To define the function of the "Ross valves" and its clinical meaning in a practical valve performance classification as part of the outcome analysis.
From 1994 to 2017, 630 consecutive patients underwent the subcoronary Ross procedure at our institution. The valve performance classification combines hemodynamics, symptoms, and management criteria. Median follow-up was 12.5 years (maximum 22.3 years, 7404 patient-years, 99.4% completeness).
The mean age of the patients was 44.7 ± 11.9 years. Hospital deaths was 0.3% (n = 2). Twenty years after the operation survival was 73.1% (95% confidence interval [CI], 65.4%-81.6%) and statistically not different from the age- and gender-matched general population; freedom from reoperation was 85.9% (95% CI, 80.2%-92.0%; 0.6% per patient-year), 89.8% (95% CI, 84.3%-95.7%) for autograft, and 91.0% (95% CI, 86.3%-96.0%) for homograft. Preoperative annulus diameter, aortic regurgitation, annulus reinforcement, sinotubular junction reinforcement, and bicuspid aortic valve type were no significant risk factors for reoperation. At 20 years the probability of a patient being in valve performance class I to IV was 5%, 74%, 19%, and 1%, respectively.

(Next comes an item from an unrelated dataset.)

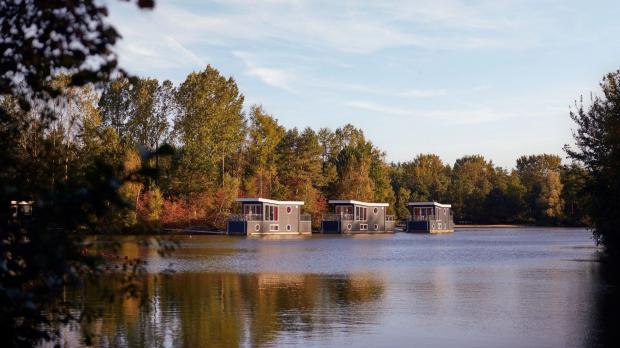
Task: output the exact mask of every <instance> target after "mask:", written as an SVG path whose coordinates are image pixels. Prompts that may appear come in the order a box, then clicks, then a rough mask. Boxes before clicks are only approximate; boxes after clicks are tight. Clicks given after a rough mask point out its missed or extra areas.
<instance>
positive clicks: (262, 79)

Time to reoperation was not different in bicuspid and tricuspid aortic valves; preoperative aortic stenosis tended to have better outcome of autograft function.

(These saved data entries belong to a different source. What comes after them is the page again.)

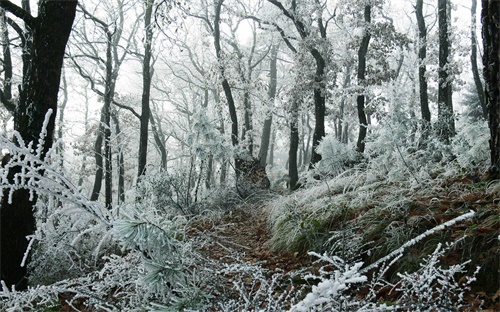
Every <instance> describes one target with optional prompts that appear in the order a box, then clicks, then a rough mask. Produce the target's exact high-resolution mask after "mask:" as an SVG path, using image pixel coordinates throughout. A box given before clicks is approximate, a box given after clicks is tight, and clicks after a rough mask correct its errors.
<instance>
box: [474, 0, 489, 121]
mask: <svg viewBox="0 0 500 312" xmlns="http://www.w3.org/2000/svg"><path fill="white" fill-rule="evenodd" d="M476 11H477V0H472V6H471V28H470V40H471V53H470V61H471V66H472V76H473V77H474V84H475V86H476V91H477V96H478V97H479V105H481V111H482V112H483V118H484V120H488V108H487V107H486V100H485V95H484V89H483V83H482V81H481V75H480V74H479V68H478V66H477V38H476Z"/></svg>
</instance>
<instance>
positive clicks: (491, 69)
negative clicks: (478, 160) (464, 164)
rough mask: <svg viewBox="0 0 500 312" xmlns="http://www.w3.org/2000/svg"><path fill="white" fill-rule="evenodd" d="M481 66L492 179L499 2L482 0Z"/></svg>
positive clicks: (499, 133) (494, 152) (497, 176)
mask: <svg viewBox="0 0 500 312" xmlns="http://www.w3.org/2000/svg"><path fill="white" fill-rule="evenodd" d="M482 4H483V10H482V13H481V15H482V21H483V46H484V56H483V66H484V70H483V73H484V80H485V82H486V90H485V93H486V105H487V107H488V113H489V120H488V121H489V126H490V135H491V138H490V150H491V167H490V174H491V178H492V179H498V177H500V78H499V76H498V73H500V2H499V1H495V0H483V2H482Z"/></svg>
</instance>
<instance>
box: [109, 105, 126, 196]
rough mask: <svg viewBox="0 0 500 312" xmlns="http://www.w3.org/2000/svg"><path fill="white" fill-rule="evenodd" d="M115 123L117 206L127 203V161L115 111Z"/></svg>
mask: <svg viewBox="0 0 500 312" xmlns="http://www.w3.org/2000/svg"><path fill="white" fill-rule="evenodd" d="M111 118H112V119H113V123H114V124H115V135H116V145H117V146H116V147H117V151H116V164H117V166H118V200H117V204H118V205H120V203H124V202H125V160H124V157H123V149H122V146H121V129H120V119H119V118H118V113H117V112H116V111H114V112H113V113H112V114H111Z"/></svg>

These up to 22 years data show that the subcoronary Ross procedure continues to provide an excellent tissue aortic valve replacement. The suggested valve performance classification emerged as a practical concept for outcome analysis with the probability of 79% being in the favorable class I or II at 20 years.
在实用的瓣膜性能分类中定义“罗斯瓣”的功能及其临床意义,作为结果分析的一部分。
1994 年至 2017 年,我院对 630 例连续患者行冠状动脉下罗斯手术。瓣膜性能分类结合了血流动力学、症状和管理标准。中位随访时间为 12.5 年(最长随访时间为 22.3 年,随访患者 7404 人年,随访完整率为 99.4%)。
患者的平均年龄为 44.7±11.9 岁。院内死亡率为 0.3%(n=2)。术后 20 年,生存率为 73.1%(95%可信区间,65.4%-81.6%),与年龄和性别匹配的一般人群无统计学差异;免于再次手术率为 85.9%(95%可信区间,80.2%-92.0%;0.6%/患者年),自体移植物为 89.8%(95%可信区间,84.3%-95.7%),同种异体移植物为 91.0%(95%可信区间,86.3%-96.0%)。术前瓣环直径、主动脉瓣反流、瓣环强化、窦管交界强化和二叶式主动脉瓣类型不是再次手术的显著危险因素。20 年后,患者处于瓣膜性能分级 I-IV 级的概率分别为 5%、74%、19%和 1%。二叶式和三叶式主动脉瓣的再次手术时间无差异;术前主动脉瓣狭窄自体移植物功能的预后较好。
这些长达 22 年的数据表明,冠状动脉下罗斯手术继续提供了一种出色的组织主动脉瓣置换。建议的瓣膜性能分类作为一种实用的概念出现,20 年后有 79%的患者处于有利的 I 级或 II 级。